BUSTA NUMERO UNO: SCONFITTARenzi perde Roma e Milano, che prima il centrosinistra amministrava. Oppure Roma, Milano e Torino (è l’ipotesi catalogata come "tragedia" a Palazzo Chigi). O, versione soft, lascia sul campo Roma e Torino. Da qualsiasi angolatura la si prendesse, si parlerebbe senza dubbio alcuno di sconfitta del Pd e del premier. La trama del lunedì è già scritta. La minoranza all’assalto per cambiare l’Italicum, avere subito la legge elettorale dei senatori e far rinascere l’Ulivo. M5S e centrodestra più convinte che unire gli sforzi al referendum costituzionale potrebbe dare la spallata definitiva al governo. I centristi che hanno puntato all’alleanza organica con il Pd in Parlamento andrebbero in crisi. Il percorso di Renzi si farebbe complicato, la direzione dem del 27 giugno diventerebbe una baraonda. Il premier un piano ce l’ha, ed è quello di scaricare tutte le attenzioni sul partito: una nuova segreteria, forse un vicesegretario unico modello "sergente di ferro", il commissariamento di Napoli e di altre province in crisi. «Nel partito serve uno alla Bonaccini», ha ammesso più volte Renzi ricordando con nostalgia il ruolo che l’attuale governatore dell’Emilia Romagna svolgeva nella prima segreteria, quella che costruì il trionfo alle Europee.

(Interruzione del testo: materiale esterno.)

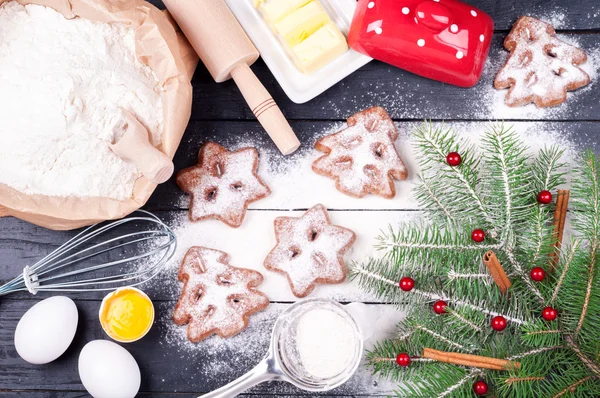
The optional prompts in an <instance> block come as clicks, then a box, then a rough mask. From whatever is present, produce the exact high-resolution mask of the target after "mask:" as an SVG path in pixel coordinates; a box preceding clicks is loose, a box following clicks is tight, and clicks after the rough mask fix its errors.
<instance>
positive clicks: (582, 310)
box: [574, 242, 598, 336]
mask: <svg viewBox="0 0 600 398" xmlns="http://www.w3.org/2000/svg"><path fill="white" fill-rule="evenodd" d="M591 246H592V247H591V252H592V253H591V256H590V271H589V276H588V282H587V286H586V290H585V297H584V299H583V308H582V309H581V316H580V317H579V322H577V327H576V328H575V333H574V335H575V336H577V335H578V334H579V332H580V331H581V328H582V327H583V323H584V322H585V317H586V316H587V312H588V307H589V305H590V297H591V296H592V289H593V287H594V285H593V284H594V277H595V276H596V270H595V268H596V254H597V249H598V247H597V246H596V242H593V243H592V244H591Z"/></svg>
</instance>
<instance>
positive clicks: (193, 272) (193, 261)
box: [173, 247, 269, 343]
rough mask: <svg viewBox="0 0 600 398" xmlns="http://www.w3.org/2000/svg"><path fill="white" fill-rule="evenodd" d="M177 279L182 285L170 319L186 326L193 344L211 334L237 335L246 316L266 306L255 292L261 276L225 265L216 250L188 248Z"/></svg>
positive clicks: (221, 335)
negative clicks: (178, 299)
mask: <svg viewBox="0 0 600 398" xmlns="http://www.w3.org/2000/svg"><path fill="white" fill-rule="evenodd" d="M178 276H179V280H180V281H181V282H183V283H184V285H183V291H182V293H181V297H180V298H179V301H178V302H177V305H176V306H175V313H174V314H173V320H174V321H175V323H176V324H177V325H180V326H182V325H185V324H187V325H188V339H189V340H190V341H192V342H194V343H197V342H199V341H200V340H203V339H205V338H207V337H208V336H210V335H212V334H218V335H219V336H221V337H231V336H234V335H236V334H238V333H239V332H241V331H242V330H244V329H245V328H246V326H248V317H250V316H251V315H252V314H255V313H257V312H259V311H262V310H263V309H265V308H266V307H267V306H268V305H269V299H268V298H267V296H265V295H264V294H263V293H262V292H260V291H259V290H258V289H257V287H258V285H260V284H261V283H262V281H263V276H262V274H261V273H260V272H257V271H253V270H250V269H244V268H237V267H233V266H231V265H229V256H228V255H227V253H224V252H222V251H219V250H214V249H208V248H206V247H192V248H191V249H190V250H188V252H187V253H186V255H185V257H184V259H183V262H182V263H181V267H180V268H179V275H178Z"/></svg>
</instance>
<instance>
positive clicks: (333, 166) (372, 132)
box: [312, 107, 408, 199]
mask: <svg viewBox="0 0 600 398" xmlns="http://www.w3.org/2000/svg"><path fill="white" fill-rule="evenodd" d="M397 139H398V131H397V130H396V126H395V125H394V122H393V121H392V119H391V118H390V117H389V116H388V114H387V112H386V111H385V109H383V108H380V107H373V108H369V109H367V110H364V111H362V112H359V113H357V114H355V115H353V116H351V117H350V118H349V119H348V128H346V129H344V130H342V131H340V132H337V133H334V134H330V135H328V136H325V137H323V138H321V139H320V140H319V141H317V143H316V144H315V148H316V149H317V150H319V151H321V152H325V155H324V156H321V157H320V158H319V159H317V160H315V161H314V163H313V165H312V168H313V170H314V172H315V173H317V174H320V175H324V176H326V177H329V178H332V179H334V180H335V181H336V182H335V186H336V188H337V189H338V190H339V191H341V192H343V193H345V194H347V195H350V196H355V197H358V198H362V197H364V196H366V195H367V194H369V193H372V194H375V195H379V196H383V197H384V198H388V199H391V198H393V197H394V196H395V195H396V188H395V186H394V181H393V180H394V179H395V180H405V179H406V177H407V176H408V172H407V170H406V166H405V165H404V162H402V159H400V156H399V155H398V151H397V150H396V147H395V146H394V142H395V141H396V140H397Z"/></svg>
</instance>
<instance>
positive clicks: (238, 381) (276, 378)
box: [202, 358, 281, 398]
mask: <svg viewBox="0 0 600 398" xmlns="http://www.w3.org/2000/svg"><path fill="white" fill-rule="evenodd" d="M274 365H275V361H274V360H273V359H272V358H265V359H264V360H262V361H261V362H260V363H259V364H258V365H256V367H255V368H254V369H252V370H251V371H249V372H248V373H246V374H245V375H243V376H241V377H240V378H238V379H236V380H234V381H232V382H231V383H229V384H227V385H225V386H223V387H221V388H219V389H218V390H215V391H213V392H209V393H208V394H204V395H202V398H232V397H235V396H237V395H239V394H241V393H243V392H244V391H246V390H248V389H249V388H251V387H254V386H255V385H257V384H260V383H263V382H265V381H270V380H281V374H280V373H279V372H278V371H277V370H276V367H275V366H274Z"/></svg>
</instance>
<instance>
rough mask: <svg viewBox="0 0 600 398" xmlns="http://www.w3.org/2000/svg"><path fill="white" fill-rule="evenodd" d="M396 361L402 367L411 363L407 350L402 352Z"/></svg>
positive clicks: (397, 358)
mask: <svg viewBox="0 0 600 398" xmlns="http://www.w3.org/2000/svg"><path fill="white" fill-rule="evenodd" d="M396 363H397V364H398V365H400V366H402V367H407V366H408V365H410V356H409V355H408V354H407V353H405V352H401V353H400V354H398V356H397V357H396Z"/></svg>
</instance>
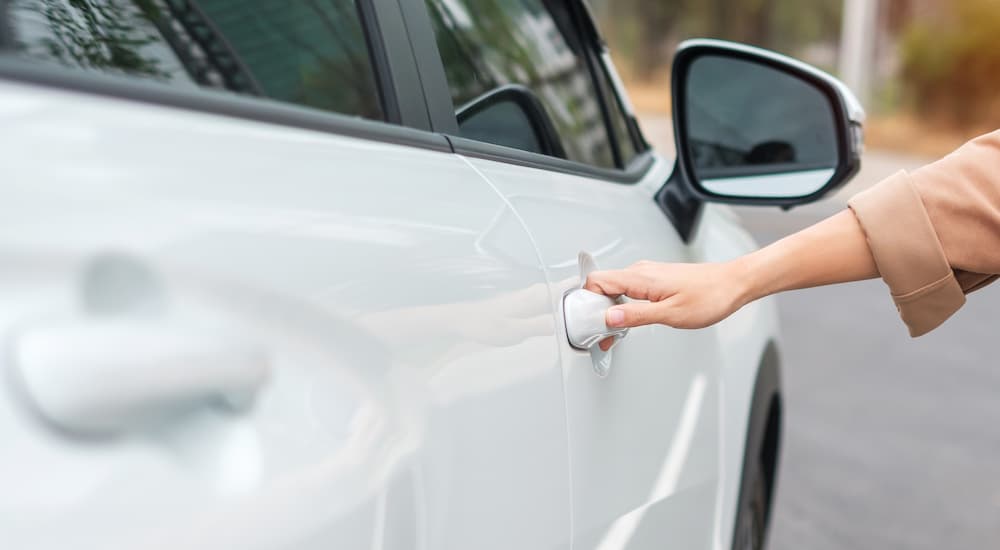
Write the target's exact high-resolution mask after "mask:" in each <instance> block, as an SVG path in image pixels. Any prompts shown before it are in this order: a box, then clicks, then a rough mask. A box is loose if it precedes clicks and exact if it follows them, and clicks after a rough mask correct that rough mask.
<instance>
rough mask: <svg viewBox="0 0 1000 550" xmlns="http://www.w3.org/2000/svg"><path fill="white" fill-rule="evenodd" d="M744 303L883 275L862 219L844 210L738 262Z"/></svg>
mask: <svg viewBox="0 0 1000 550" xmlns="http://www.w3.org/2000/svg"><path fill="white" fill-rule="evenodd" d="M733 267H734V268H735V269H736V270H737V273H738V276H739V277H740V280H741V285H742V286H743V302H744V303H749V302H752V301H753V300H756V299H758V298H762V297H764V296H768V295H771V294H775V293H778V292H782V291H785V290H795V289H800V288H811V287H816V286H823V285H830V284H836V283H845V282H849V281H860V280H863V279H871V278H874V277H878V275H879V273H878V269H877V268H876V266H875V260H874V259H873V258H872V253H871V250H870V249H869V247H868V242H867V241H866V239H865V234H864V232H862V230H861V226H860V225H859V224H858V221H857V219H856V218H855V216H854V214H853V213H852V212H851V211H850V210H844V211H843V212H840V213H838V214H836V215H834V216H831V217H829V218H827V219H825V220H823V221H821V222H819V223H817V224H816V225H813V226H811V227H808V228H806V229H803V230H802V231H799V232H798V233H794V234H792V235H789V236H788V237H785V238H784V239H781V240H780V241H777V242H775V243H773V244H771V245H769V246H767V247H764V248H762V249H760V250H758V251H757V252H754V253H752V254H749V255H747V256H744V257H742V258H740V259H738V260H735V261H734V262H733Z"/></svg>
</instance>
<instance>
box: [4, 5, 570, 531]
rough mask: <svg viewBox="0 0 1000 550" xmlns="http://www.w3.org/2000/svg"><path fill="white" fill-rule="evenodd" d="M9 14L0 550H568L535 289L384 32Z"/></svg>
mask: <svg viewBox="0 0 1000 550" xmlns="http://www.w3.org/2000/svg"><path fill="white" fill-rule="evenodd" d="M4 5H5V6H6V7H7V13H6V14H5V15H6V16H7V20H6V21H5V23H6V26H5V29H6V30H8V31H11V32H12V33H13V35H12V36H8V37H5V38H7V41H6V43H5V52H4V54H3V55H2V56H0V151H2V154H3V158H4V162H3V168H2V172H3V175H2V177H0V195H2V197H3V199H2V200H0V228H2V230H0V301H2V303H3V307H2V308H0V338H3V346H4V349H5V354H4V355H3V358H2V360H0V367H2V369H3V371H4V376H3V377H2V378H0V390H2V394H0V486H2V487H3V492H2V494H0V540H3V545H4V546H5V547H8V548H18V549H42V548H52V549H56V548H70V547H74V548H102V549H117V548H120V549H133V548H144V549H156V548H163V549H167V548H170V549H176V548H188V549H191V548H205V549H209V548H211V549H218V548H241V549H256V548H260V549H279V548H280V549H293V548H294V549H320V548H324V549H328V548H378V549H406V550H409V549H414V548H433V549H439V548H440V549H446V548H453V549H467V548H568V546H569V533H570V528H569V521H570V513H569V503H570V500H569V476H568V473H567V464H566V458H567V455H568V450H567V440H566V420H565V406H564V402H563V394H562V391H563V387H562V371H561V369H560V365H559V361H558V351H557V349H556V348H555V346H553V344H552V340H553V334H554V333H555V328H554V325H553V321H552V310H551V301H550V299H549V291H550V290H549V288H548V285H547V283H546V280H545V277H544V272H543V271H542V269H541V266H540V264H539V261H538V256H537V253H536V251H535V249H534V246H533V245H532V243H531V241H530V238H529V236H528V233H527V232H526V231H525V229H524V227H523V225H522V224H521V222H520V221H519V220H518V218H517V217H516V215H515V214H514V212H513V210H512V209H511V208H510V205H509V204H508V203H507V202H506V200H505V199H504V198H503V197H502V196H500V195H499V194H498V193H496V191H495V190H494V189H493V188H492V187H491V186H490V185H488V183H487V182H486V181H485V180H483V179H482V178H481V176H480V175H479V174H477V172H476V170H475V169H474V168H472V167H470V166H469V165H468V163H467V162H465V161H464V160H463V159H462V158H460V157H459V156H457V155H454V154H453V153H451V151H450V148H449V146H448V143H447V141H446V140H445V139H444V138H443V137H441V136H438V135H434V134H432V133H430V132H428V131H426V130H427V113H426V110H425V108H424V104H423V98H422V97H421V96H420V93H419V90H418V89H417V90H415V91H414V88H416V87H415V86H414V85H413V81H408V80H407V76H406V74H407V73H406V72H405V69H406V67H411V68H412V51H411V50H410V46H409V42H408V40H407V38H406V35H405V32H403V31H402V30H401V29H404V28H405V27H404V25H403V19H402V17H401V15H400V14H399V12H398V6H395V3H393V2H377V3H374V4H371V3H363V4H360V5H356V4H355V3H354V2H352V1H350V0H344V1H339V0H335V1H327V2H309V1H295V2H289V1H287V0H282V1H266V0H255V1H240V2H235V1H228V0H214V1H213V0H203V1H199V2H187V1H181V2H175V1H168V2H160V1H149V2H139V1H136V2H129V1H125V0H120V1H119V0H108V1H48V0H46V1H32V0H16V1H14V2H7V3H4ZM373 17H377V20H376V19H372V18H373ZM376 21H377V23H378V25H375V24H374V23H375V22H376ZM378 29H380V30H381V32H377V31H378ZM366 36H367V39H366ZM366 40H367V42H366ZM369 44H370V45H372V47H371V48H369V47H368V45H369ZM370 51H378V52H380V54H379V55H378V56H374V58H373V56H372V55H370V53H369V52H370ZM406 88H409V89H410V92H409V95H407V96H403V95H401V94H399V93H397V92H398V90H399V89H406ZM414 100H416V101H414ZM413 105H416V106H417V107H418V108H416V109H413V108H412V107H413ZM389 122H397V123H403V124H406V125H408V126H413V127H416V128H419V127H421V126H423V127H424V129H423V130H416V129H410V128H405V127H402V126H398V125H394V124H389Z"/></svg>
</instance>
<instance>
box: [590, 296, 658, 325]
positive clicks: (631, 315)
mask: <svg viewBox="0 0 1000 550" xmlns="http://www.w3.org/2000/svg"><path fill="white" fill-rule="evenodd" d="M663 307H664V305H663V303H660V302H629V303H627V304H621V305H617V306H613V307H610V308H608V311H607V312H605V314H604V324H606V325H608V326H609V327H611V328H622V327H638V326H642V325H651V324H654V323H659V322H661V321H660V318H661V317H662V309H663Z"/></svg>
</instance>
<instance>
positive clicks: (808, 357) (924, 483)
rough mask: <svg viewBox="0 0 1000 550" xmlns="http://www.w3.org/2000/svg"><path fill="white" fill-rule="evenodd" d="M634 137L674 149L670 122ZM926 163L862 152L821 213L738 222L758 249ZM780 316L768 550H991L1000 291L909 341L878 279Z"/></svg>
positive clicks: (995, 479)
mask: <svg viewBox="0 0 1000 550" xmlns="http://www.w3.org/2000/svg"><path fill="white" fill-rule="evenodd" d="M643 127H644V128H645V130H646V132H647V133H648V134H652V135H651V136H650V138H651V139H652V140H653V141H658V144H659V146H660V147H662V148H670V149H665V150H668V151H669V150H672V144H671V143H670V135H669V121H667V120H663V119H652V120H649V119H646V120H644V121H643ZM657 138H659V139H657ZM924 162H926V159H919V158H911V157H905V156H899V155H893V154H886V153H879V152H870V153H868V154H867V155H866V158H865V160H864V165H863V166H864V167H863V169H862V173H861V174H859V176H858V177H857V178H856V179H855V181H854V182H852V183H851V184H850V185H849V186H848V187H847V188H845V189H844V190H843V191H842V192H840V193H838V194H837V195H836V196H834V197H833V198H831V199H828V200H826V201H824V202H822V203H820V204H817V205H811V206H808V207H802V208H799V209H793V210H791V211H789V212H782V211H781V210H779V209H776V208H749V207H741V208H737V211H738V212H739V213H740V215H741V216H742V218H743V220H744V222H745V224H746V227H747V228H749V230H750V231H751V232H752V233H753V234H754V236H755V237H756V238H757V240H758V242H759V243H761V244H762V245H763V244H766V243H769V242H772V241H774V240H776V239H778V238H780V237H782V236H785V235H787V234H789V233H792V232H794V231H796V230H798V229H801V228H803V227H806V226H808V225H811V224H812V223H815V222H816V221H818V220H820V219H822V218H823V217H825V216H827V215H829V214H831V213H834V212H836V211H838V210H839V209H841V208H843V207H844V205H845V204H846V199H847V197H849V196H850V195H851V194H853V193H855V192H857V191H859V190H861V189H863V188H865V187H867V186H868V185H871V184H873V183H875V182H877V181H879V180H880V179H881V178H883V177H885V176H888V175H890V174H892V173H893V172H895V171H896V170H899V169H912V168H915V167H918V166H920V165H921V164H923V163H924ZM778 305H779V310H780V315H781V322H782V331H783V333H782V359H783V366H784V372H783V375H784V389H785V404H786V414H785V418H786V421H785V440H784V442H783V451H782V457H781V460H782V463H781V472H780V479H779V487H778V493H777V500H776V508H775V515H774V519H773V524H772V531H771V537H770V545H769V548H770V549H771V550H802V549H808V550H827V549H838V550H839V549H855V548H859V549H860V548H864V549H868V548H871V549H880V550H890V549H893V550H894V549H907V550H922V549H928V550H931V549H933V550H941V549H949V550H951V549H956V550H958V549H966V548H968V549H983V548H1000V330H998V327H1000V283H997V284H995V285H992V286H990V287H987V288H986V289H984V290H981V291H979V292H976V293H974V294H972V295H970V296H969V301H968V303H967V304H966V306H965V307H964V308H963V309H962V310H961V311H959V312H958V313H957V314H956V315H955V316H954V317H953V318H952V319H950V320H949V321H948V322H947V323H945V324H944V325H943V326H942V327H940V328H939V329H937V330H936V331H934V332H932V333H931V334H929V335H926V336H923V337H921V338H918V339H911V338H910V337H909V336H908V335H907V332H906V329H905V327H904V326H903V324H902V323H901V322H900V321H899V318H898V316H897V313H896V311H895V308H894V307H893V305H892V302H891V300H890V299H889V296H888V293H887V290H886V287H885V285H884V284H883V283H882V282H881V281H878V280H875V281H868V282H863V283H851V284H846V285H839V286H835V287H827V288H820V289H812V290H803V291H796V292H790V293H787V294H784V295H781V296H779V297H778Z"/></svg>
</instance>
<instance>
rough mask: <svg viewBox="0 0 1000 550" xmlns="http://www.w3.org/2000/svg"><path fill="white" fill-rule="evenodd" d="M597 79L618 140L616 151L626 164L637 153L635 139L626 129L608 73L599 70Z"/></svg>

L’ipotesi più drastica (e dolorosa, dato il suo ruolo indispensabile a Palazzo Chigi) è spostare al Nazareno Luca Lotti. Ma la strategia per affrontare la sconfitta prevede anche un ragionamento di più ampio respiro: la débacle nelle città sarebbe la prova provata che Renzi non è imbattibile, che il Paese è contendibile anche da centrodestra ed M5S. Insomma, l’amaro risultato delle amministrative aiuterebbe il premier a dimostrare che non sono in vista derive autoritarie, e che il referendum costituzionale va affrontato nel merito.
BUSTA NUMERO DUE: PAREGGIOSe il premier-segretario vince con Sala a Milano (e con Fassino a Torino), tirerà - e non nasconderà - un poderoso sospiro di sollievo. Milano è praticamente tutto, per il Pd, in questo turno. E sfangarla vorrebbe dire lasciare le cose intatte. La minoranza non avrebbe più cartucce di quante ne ha avute sinora. La discussione interna si trascinerebbe stancamente, ma senza grossi risvolti pratici. Il premier potrebbe proseguire la sua navigazione con una relativa serenità, archiviando Napoli e Roma (dove a Giachetti basterebbe anche l’onore delle armi) come fatti isolati e locali. L’intervento sulla segreteria del partito ci sarebbe lo stesso, ma senza troppa grancassa mediatica. La campagna referendaria riprenderebbe un corso regolare, depurato da alcune eccedenze verbali. Fermo restando che c’è pareggio e pareggio. Appare scontato che Sala e Parisi se la giocheranno punto a punto. Il Pd non potrebbe però essere soddisfatto se Fassino vincesse per un’incollatura e Giachetti prendesse un’imbarcata. «La vera forza di M5S – ragiona in questi giorni Renzi – si misura a Torino, non a Roma».
BUSTA NUMERO TRE: MIRACOLOMiracolo, nel vocabolario di Renzi, in questi giorni si traduce in Roberto Giachetti. Ci credono in pochi, in realtà. E soprattutto per dovere. Tuttavia, se accadesse per Renzi sarebbe un colpo fenomenale, addirittura in grado di sterilizzare risultati deludenti altrove. In modo particolare, tornerebbero utili al premier i contraccolpi negativi in M5S. La strada verso il referendum costituzionale sarebbe meno tormentata di quanto temuto.